痛みに苦しんでいるようなら、ひとおもいに喰い殺してやろうかとも思ったが。
「お腹が空いているの?」
女は微笑んでいた。
見れば顔は青白く、脂汗も浮かんでいる。
「なら、これ、食べていいわよ」
それでも笑みを崩さずに。
「さっき切られたばかりだし、きっと新鮮よ。まあいい感じに血抜きも済んでいるんじゃないかしら」
そう言って。
女は転がっていた片足を、ご丁寧にもブーツを剥いでこちらに投げて寄越した。
「お腹が空くと死んじゃうでしょ」
いや、死にかけてるのはお前の方だろ。
「でもその辺りのキノコとか拾い食いすると幻覚見たりお腹壊したり熱出たりするから気を付けて」
無駄に真に迫った顔で言うな。
「だから、食べるならそれにしておきなさい」
女は、また微笑んで。
それから、猟銃を杖に立ち上がった。
ボロボロの体を引き摺って。
馬と、いくつかの人間の死体には、見向きもせずに歩き出す。
こんな、命の軽い世界で。
死しか転がっていない場所で。
その女は命だけを見ていた。
生きることだけを見ていた。
「ああ、それと。
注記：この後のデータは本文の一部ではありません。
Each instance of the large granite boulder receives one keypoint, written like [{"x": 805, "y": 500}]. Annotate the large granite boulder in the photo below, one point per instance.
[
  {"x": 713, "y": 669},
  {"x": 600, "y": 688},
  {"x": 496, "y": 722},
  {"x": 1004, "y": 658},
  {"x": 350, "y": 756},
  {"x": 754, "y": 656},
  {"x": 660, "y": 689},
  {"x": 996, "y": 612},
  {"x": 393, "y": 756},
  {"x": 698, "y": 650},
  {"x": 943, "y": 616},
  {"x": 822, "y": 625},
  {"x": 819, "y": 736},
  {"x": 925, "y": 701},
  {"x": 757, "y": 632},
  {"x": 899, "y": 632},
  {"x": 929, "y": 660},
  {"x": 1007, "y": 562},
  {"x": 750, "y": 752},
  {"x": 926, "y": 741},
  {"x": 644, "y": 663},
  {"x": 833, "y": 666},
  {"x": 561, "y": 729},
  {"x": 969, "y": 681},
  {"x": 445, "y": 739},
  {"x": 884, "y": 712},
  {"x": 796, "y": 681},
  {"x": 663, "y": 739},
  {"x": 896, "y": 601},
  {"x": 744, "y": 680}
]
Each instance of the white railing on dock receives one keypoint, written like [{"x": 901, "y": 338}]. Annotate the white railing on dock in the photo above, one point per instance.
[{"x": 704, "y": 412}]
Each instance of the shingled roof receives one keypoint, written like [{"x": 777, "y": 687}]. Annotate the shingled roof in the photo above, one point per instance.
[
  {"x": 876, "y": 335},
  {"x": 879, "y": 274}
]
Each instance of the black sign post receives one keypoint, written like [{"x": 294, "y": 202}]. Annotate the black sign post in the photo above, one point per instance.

あなた、いい匂いがするのね」
そのまま生きて帰れるはずがない。
深い傷はそこに刻まれたというだけで、身体と共に心の熱をも奪っていく。
どこかで力尽きて、その女も死んでいくのだろう。
「獣の匂い。お爺様が好きな匂い。私も、好きよ」
けれど、もしも。
もしもこいつが命を諦めず、離さず。
傷付いたままで生きていくのなら、そのときは。